Official service numbers for Chinese aircraft can be hard to come by, but it is estimated that around 300 J-8 fighter jets remain in service in the PLAAF, with most or all of those likely being the upgraded J-8II version.
These fighter jets were originally designed to be lightweight interceptors. It is expected that the J-10 and similar fighter jets produced in China will allow them to phase these out in the coming years.
7. Shenyang FC-31
As stated above, this is intended to be China’s answer to the US-made F-35 in the ongoing airborne arms race for fifth-generation fighter jets. It is projected to potentially challenge the US for a market share of the fighter jet market in arms sales.
The United States military views the FC-31 as a credible challenge to the F-35. There is evidence that Japan, South Korea, and other allies in the region do as well, as they have ramped up research into fifth-generation fighters.
That said, some of that progress may have come at the United States’ expense. A report by the Wall Street Journal in 2009 alleged that espionage on the part of the Chinese may have enabled them to obtain secrets about the F-35.
8. Sukhoi Su-30MKK
The Soviet/Russian Su series has long been seen as a rival to American air power, with the Su-30MKK being a contemporary to the F-15E Strike Eagle. This, as well as the MK2, have been bought for use by the PLAAF.
It began production in 2000 and remains in service in both the Russian Air Force as well as the PLAAF, with the latter leading efforts to modernize it and keep it viable for the future.
The craft is currently in service with the Chinese Navy as well as the PLAAF. It is a highly maneuverable and swift fighter jet with the capability of reaching Mach 2.
9. Sukhoi Su-35
The Su series was a staple of the Soviet Air Force, and that legacy has continued with the Russian Federation. Communist China under Mao purchased Su fighters from the USSR, and that tradition has also continued.
The dissolution of the Soviet Union actually played a role in the production history of this fighter jet, because in its Su-27 variation, it was not mass produced due to the political fallout.
Even so, China did buy the revamped Su-35s. A point of contention between China and Russia has to do with the ownership of the intellectual property rights relating to these revamped models.
10. Sukhoi Su-27
As mentioned above, this was a fighter jet produced in the final years of the Soviet Union. While its sale abroad was limited, China nevertheless bought some for use in the PLAAF.

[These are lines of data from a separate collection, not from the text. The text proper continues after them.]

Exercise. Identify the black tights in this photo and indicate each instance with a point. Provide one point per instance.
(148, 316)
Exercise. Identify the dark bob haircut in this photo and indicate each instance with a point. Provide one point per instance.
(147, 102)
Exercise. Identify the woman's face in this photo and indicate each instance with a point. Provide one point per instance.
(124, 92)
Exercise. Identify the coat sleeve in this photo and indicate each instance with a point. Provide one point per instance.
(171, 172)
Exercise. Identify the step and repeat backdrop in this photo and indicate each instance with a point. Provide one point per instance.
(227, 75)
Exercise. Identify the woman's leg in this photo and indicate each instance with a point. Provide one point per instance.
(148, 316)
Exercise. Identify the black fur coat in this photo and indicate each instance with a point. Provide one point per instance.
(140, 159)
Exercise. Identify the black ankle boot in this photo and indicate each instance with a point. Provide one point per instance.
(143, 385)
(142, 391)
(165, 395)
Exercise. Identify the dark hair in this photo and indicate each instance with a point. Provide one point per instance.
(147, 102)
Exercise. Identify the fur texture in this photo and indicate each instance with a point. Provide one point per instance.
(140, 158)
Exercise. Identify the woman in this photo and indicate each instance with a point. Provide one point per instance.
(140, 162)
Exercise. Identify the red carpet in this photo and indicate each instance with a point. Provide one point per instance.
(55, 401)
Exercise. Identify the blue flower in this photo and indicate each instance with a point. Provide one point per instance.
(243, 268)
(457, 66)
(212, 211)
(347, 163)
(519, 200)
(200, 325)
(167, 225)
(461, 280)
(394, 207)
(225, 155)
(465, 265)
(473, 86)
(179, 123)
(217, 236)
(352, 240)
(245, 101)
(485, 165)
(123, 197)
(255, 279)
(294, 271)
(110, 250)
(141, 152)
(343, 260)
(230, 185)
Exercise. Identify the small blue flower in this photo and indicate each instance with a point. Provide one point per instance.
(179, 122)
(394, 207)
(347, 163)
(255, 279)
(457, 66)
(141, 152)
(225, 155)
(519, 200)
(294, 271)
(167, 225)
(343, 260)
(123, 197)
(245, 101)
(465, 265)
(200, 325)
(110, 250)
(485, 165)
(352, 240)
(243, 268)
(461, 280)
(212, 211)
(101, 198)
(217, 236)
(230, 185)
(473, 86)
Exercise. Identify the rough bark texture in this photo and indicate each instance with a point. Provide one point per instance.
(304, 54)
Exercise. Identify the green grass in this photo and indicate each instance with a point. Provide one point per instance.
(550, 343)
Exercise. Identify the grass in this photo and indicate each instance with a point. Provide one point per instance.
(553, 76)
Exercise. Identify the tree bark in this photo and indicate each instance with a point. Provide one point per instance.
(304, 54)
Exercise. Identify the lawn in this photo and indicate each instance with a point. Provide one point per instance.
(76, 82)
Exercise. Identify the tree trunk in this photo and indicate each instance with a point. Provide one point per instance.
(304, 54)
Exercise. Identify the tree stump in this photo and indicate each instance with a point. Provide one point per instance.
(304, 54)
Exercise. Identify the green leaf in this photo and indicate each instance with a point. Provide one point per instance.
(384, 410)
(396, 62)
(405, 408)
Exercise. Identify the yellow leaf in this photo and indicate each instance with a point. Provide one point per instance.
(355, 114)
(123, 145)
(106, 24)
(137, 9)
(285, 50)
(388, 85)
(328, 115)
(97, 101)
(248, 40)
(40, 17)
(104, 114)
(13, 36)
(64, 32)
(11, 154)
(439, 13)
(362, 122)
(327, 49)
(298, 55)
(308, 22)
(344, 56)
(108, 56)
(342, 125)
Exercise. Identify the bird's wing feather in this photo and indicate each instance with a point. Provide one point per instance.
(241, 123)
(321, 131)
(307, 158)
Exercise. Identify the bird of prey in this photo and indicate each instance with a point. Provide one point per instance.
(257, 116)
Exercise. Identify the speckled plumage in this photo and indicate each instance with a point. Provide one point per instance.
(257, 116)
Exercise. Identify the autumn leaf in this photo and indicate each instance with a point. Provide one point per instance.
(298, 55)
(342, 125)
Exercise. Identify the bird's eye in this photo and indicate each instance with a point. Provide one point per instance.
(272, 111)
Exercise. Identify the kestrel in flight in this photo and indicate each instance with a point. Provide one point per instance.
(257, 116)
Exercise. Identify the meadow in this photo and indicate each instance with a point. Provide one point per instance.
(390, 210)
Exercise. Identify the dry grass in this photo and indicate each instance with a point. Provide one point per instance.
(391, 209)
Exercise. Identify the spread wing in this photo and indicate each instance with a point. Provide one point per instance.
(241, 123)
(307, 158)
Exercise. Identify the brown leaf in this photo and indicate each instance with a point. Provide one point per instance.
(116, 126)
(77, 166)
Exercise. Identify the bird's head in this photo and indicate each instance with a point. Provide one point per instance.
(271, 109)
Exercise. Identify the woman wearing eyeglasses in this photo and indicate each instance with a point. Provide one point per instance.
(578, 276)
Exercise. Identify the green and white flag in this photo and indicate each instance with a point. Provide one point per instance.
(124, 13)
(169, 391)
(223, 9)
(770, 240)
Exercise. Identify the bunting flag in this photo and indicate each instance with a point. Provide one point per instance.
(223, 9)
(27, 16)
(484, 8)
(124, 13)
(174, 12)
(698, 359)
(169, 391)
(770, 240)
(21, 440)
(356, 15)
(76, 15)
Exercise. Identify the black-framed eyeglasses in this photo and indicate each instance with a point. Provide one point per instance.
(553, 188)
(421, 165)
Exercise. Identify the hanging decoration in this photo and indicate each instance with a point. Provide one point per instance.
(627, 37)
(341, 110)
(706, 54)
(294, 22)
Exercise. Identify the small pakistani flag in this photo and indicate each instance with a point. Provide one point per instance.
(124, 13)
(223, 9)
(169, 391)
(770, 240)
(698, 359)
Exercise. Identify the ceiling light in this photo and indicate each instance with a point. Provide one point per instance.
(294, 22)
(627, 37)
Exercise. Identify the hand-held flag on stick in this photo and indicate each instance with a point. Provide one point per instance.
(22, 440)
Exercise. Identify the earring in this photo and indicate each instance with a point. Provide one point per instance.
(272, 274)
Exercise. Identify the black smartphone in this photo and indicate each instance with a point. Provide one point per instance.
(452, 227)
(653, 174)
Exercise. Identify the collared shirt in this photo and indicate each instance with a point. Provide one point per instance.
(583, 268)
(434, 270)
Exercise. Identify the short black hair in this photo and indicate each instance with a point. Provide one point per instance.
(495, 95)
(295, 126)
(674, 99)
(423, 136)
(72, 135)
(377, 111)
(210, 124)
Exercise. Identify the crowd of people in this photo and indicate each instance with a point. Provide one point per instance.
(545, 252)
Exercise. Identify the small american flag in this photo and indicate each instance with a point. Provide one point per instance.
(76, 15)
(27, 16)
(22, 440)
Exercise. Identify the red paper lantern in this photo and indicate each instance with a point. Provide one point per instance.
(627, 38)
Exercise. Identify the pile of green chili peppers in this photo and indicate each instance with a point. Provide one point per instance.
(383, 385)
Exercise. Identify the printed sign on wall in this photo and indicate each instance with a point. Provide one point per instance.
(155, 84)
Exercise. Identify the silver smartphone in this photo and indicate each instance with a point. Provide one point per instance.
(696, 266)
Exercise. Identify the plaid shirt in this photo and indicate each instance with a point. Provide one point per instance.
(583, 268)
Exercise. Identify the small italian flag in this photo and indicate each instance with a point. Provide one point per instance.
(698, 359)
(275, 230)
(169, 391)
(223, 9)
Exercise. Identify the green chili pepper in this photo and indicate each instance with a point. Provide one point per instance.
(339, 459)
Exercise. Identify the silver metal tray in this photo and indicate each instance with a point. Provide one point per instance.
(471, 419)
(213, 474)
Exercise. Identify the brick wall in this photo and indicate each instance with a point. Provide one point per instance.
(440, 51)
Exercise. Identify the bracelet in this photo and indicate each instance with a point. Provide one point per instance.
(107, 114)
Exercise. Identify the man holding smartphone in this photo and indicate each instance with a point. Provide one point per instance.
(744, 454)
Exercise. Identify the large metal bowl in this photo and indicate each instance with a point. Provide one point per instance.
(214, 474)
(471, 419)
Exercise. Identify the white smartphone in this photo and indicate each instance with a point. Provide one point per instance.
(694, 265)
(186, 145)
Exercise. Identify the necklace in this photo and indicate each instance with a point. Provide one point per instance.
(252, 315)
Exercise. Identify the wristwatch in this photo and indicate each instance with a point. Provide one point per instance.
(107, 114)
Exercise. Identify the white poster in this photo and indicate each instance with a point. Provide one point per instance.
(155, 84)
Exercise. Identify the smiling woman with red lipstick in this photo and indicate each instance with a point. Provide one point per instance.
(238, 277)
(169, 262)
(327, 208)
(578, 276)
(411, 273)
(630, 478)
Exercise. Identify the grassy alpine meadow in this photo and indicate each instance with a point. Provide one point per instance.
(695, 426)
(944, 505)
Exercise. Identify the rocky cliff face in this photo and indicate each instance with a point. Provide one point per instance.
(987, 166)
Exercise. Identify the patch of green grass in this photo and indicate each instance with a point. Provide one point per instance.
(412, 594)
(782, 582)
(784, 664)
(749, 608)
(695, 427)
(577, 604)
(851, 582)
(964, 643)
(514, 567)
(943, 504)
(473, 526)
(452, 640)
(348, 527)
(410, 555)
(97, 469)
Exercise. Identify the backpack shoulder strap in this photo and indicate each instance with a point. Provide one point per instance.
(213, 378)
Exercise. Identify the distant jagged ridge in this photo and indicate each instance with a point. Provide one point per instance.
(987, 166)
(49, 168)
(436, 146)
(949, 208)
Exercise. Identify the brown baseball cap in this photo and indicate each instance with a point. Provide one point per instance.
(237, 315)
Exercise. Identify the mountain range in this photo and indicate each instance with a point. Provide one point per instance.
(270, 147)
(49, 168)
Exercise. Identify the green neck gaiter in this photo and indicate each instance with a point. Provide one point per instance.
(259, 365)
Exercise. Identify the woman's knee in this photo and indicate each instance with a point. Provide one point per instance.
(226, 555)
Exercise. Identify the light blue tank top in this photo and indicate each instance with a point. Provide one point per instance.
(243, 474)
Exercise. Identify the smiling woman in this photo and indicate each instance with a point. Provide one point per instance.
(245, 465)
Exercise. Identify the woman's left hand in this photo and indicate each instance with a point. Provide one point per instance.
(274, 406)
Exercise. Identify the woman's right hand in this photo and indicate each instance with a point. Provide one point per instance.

As with previous aircraft, this too was designed to be a direct competitor to those produced by the United States Air Force. The Su-27 was designed to compete with the F-14 Tomcat.
In another example of the close links between Soviet/Russian and Chinese military aviation, the aforementioned Shenyang J-11 was designed with the Su-27 in mind under a Chinese license. One hundred such jets were made.
11. Nanchang J-12
Let’s finish by taking a look at one of the first major attempts by China to create an indigenous fighter jet. As demonstrated above, for decades China was hugely dependent on orders from the Soviet Union to fill the ranks of the PLAAF.
By the time the supersonic fighter was built in 1970, China was going through massive change, shifting from the early generations under Mao to newer government policies and social expectations.
The J-12 helped mark that shift. Produced during the Cultural Revolution, it marked a break with China’s old military methods and a step toward a future with more indigenous production.
Only a handful were ever built, and they were only ever used for test flights, but the J-12 nevertheless marked a vital transition point in China’s aviation history.